And if the damage action type set comprises the hand action type, generating a damage detection result for indicating that the goods in the unmanned store are damaged artificially.

In one embodiment, the obtaining the surveillance video clip of the unmanned store under the condition that the preset detection rule is satisfied includes:

acquiring the commodity weight corresponding to each goods shelf in the unmanned store in real time;

when the weight of the commodity corresponding to any goods shelf is detected to be reduced, starting a target camera to acquire the monitoring video segment through the target camera; the target camera is a camera arranged on a target goods shelf, and the target goods shelf is a goods shelf with reduced commodity weight.

In a second aspect, embodiments of the present application provide a merchandise damage detection device, the device comprising:

the video segment acquisition module is used for acquiring the monitoring video segment of the unmanned store under the condition that the preset detection rule is met;

the finger structure labeling module is used for identifying finger joint print areas in each frame of video image of the monitoring video clip, and labeling finger structures in the video image according to the area coordinates of each finger joint print area in the video image;

The hand action type determining module is used for inputting the monitoring video segments marked with the finger structures into a hand action classification model obtained through training in advance so as to obtain the hand action types output by the hand action classification model;

and the detection result generation module is used for generating a detection result based on the hand action type, and the detection result is used for indicating whether the goods in the unmanned store are damaged by people or not.
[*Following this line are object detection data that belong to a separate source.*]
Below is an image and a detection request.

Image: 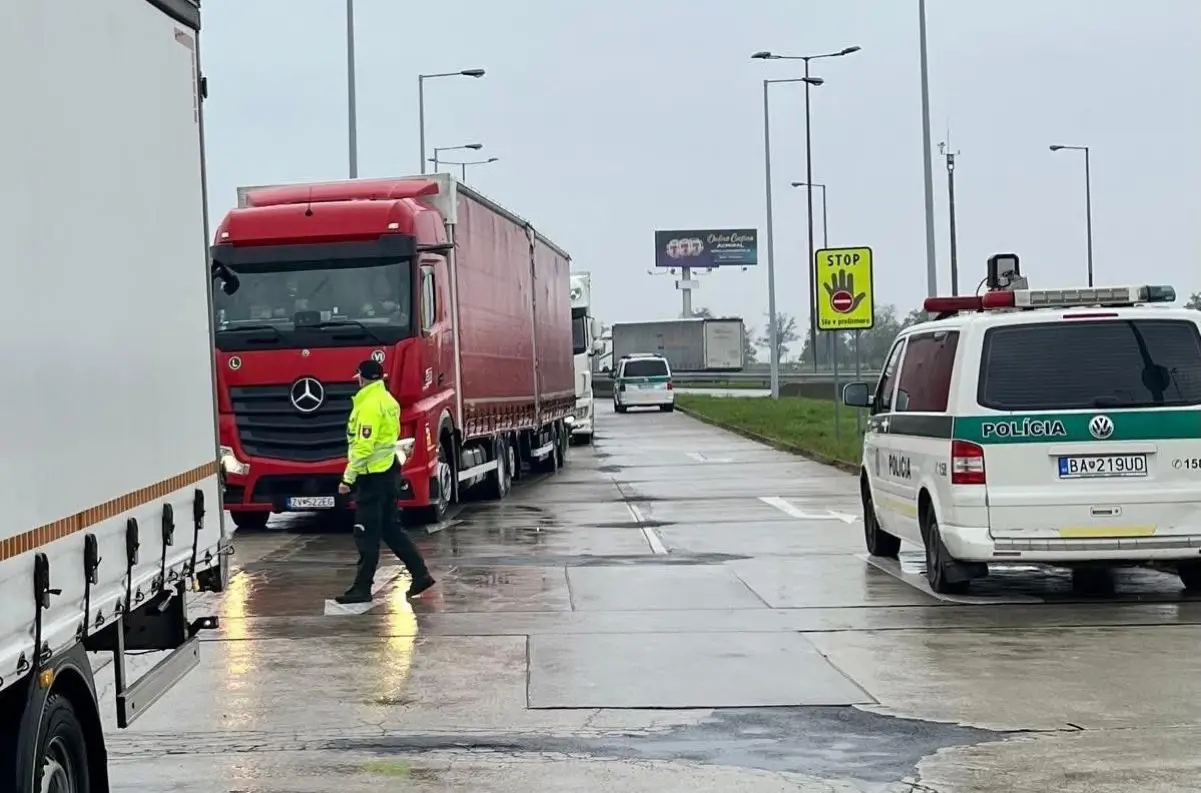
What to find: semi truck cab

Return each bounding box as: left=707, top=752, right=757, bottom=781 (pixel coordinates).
left=213, top=180, right=455, bottom=529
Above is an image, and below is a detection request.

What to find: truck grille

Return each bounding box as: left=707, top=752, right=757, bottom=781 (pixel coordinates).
left=229, top=383, right=358, bottom=463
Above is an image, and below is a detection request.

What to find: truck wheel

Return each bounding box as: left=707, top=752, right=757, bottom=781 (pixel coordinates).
left=229, top=511, right=271, bottom=531
left=34, top=693, right=91, bottom=793
left=413, top=439, right=456, bottom=524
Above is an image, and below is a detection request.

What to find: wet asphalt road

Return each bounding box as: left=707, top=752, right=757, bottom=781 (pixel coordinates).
left=97, top=409, right=1201, bottom=793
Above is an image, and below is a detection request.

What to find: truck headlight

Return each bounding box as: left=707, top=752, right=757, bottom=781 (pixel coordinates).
left=220, top=446, right=250, bottom=476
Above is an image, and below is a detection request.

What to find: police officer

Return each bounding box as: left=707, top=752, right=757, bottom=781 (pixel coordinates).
left=336, top=360, right=435, bottom=603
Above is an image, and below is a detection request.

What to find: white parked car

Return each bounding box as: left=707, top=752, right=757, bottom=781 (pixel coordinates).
left=613, top=353, right=675, bottom=413
left=843, top=279, right=1201, bottom=592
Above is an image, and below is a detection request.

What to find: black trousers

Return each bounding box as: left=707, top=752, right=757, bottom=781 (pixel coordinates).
left=353, top=465, right=429, bottom=592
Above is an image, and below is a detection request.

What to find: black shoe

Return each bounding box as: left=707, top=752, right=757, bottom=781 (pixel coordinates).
left=406, top=573, right=437, bottom=597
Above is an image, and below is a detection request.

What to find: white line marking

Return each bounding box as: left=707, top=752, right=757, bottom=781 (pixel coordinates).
left=759, top=496, right=859, bottom=524
left=325, top=566, right=404, bottom=616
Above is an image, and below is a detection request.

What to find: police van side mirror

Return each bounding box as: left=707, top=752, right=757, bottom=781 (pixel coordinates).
left=842, top=383, right=872, bottom=407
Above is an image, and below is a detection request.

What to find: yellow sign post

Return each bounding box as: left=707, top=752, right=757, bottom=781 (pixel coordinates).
left=813, top=248, right=876, bottom=330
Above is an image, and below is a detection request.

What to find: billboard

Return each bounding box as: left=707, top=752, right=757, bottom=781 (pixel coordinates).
left=655, top=228, right=759, bottom=269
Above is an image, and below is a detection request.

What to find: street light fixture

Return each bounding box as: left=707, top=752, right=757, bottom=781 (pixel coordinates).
left=417, top=68, right=486, bottom=173
left=430, top=157, right=500, bottom=181
left=751, top=44, right=861, bottom=382
left=423, top=143, right=484, bottom=173
left=754, top=76, right=824, bottom=399
left=1051, top=145, right=1093, bottom=286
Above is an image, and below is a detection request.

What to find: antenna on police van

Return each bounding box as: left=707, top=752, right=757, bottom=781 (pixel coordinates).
left=985, top=254, right=1028, bottom=292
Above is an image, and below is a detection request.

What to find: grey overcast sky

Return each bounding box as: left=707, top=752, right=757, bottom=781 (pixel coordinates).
left=203, top=0, right=1201, bottom=343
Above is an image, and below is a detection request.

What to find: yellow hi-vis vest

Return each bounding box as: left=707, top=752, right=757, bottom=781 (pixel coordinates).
left=342, top=380, right=400, bottom=484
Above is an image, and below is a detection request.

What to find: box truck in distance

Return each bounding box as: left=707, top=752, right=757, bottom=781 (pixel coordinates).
left=213, top=174, right=575, bottom=529
left=0, top=0, right=228, bottom=793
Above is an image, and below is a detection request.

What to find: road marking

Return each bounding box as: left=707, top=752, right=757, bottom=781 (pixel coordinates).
left=626, top=501, right=668, bottom=556
left=759, top=496, right=859, bottom=524
left=325, top=566, right=404, bottom=616
left=685, top=452, right=734, bottom=463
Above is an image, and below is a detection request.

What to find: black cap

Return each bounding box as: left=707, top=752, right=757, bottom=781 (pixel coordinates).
left=358, top=359, right=383, bottom=380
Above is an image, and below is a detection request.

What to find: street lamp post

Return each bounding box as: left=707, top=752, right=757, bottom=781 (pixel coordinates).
left=417, top=69, right=485, bottom=173
left=918, top=0, right=938, bottom=297
left=754, top=75, right=823, bottom=399
left=1051, top=145, right=1093, bottom=286
left=430, top=157, right=500, bottom=181
left=346, top=0, right=359, bottom=179
left=751, top=46, right=861, bottom=371
left=432, top=143, right=484, bottom=173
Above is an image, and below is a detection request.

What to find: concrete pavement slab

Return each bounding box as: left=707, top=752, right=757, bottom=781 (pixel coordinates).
left=809, top=627, right=1201, bottom=729
left=567, top=565, right=764, bottom=612
left=530, top=633, right=872, bottom=708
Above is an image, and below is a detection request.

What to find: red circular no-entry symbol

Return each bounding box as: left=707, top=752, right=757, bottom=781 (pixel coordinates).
left=830, top=290, right=855, bottom=314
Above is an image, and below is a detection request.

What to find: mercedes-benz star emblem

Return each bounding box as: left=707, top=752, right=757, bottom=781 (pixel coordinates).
left=289, top=377, right=325, bottom=413
left=1088, top=416, right=1113, bottom=441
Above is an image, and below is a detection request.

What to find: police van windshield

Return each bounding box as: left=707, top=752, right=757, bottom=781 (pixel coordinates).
left=976, top=318, right=1201, bottom=411
left=621, top=358, right=668, bottom=377
left=214, top=258, right=413, bottom=350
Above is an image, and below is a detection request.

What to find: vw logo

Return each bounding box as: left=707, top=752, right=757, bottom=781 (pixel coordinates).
left=288, top=377, right=325, bottom=413
left=1088, top=416, right=1113, bottom=441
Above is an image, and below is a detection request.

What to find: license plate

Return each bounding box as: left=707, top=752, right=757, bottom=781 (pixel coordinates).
left=1059, top=454, right=1147, bottom=479
left=288, top=496, right=334, bottom=509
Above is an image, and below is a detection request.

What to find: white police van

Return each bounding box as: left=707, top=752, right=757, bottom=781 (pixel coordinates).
left=843, top=256, right=1201, bottom=592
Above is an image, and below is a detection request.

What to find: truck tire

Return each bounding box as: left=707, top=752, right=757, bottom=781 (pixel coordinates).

In a third aspect, embodiments of the present application provide a storage medium having stored therein computer readable instructions which, when executed by one or more processors, cause the one or more processors to perform the steps of the method for detecting damage to goods described in any of the embodiments above.

In a fourth aspect, embodiments of the present application provide a computer device, comprising: one or more processors, and memory;

the memory has stored therein computer readable instructions which, when executed by the one or more processors, perform the steps of the method for detecting damage to merchandise of any of the embodiments described above.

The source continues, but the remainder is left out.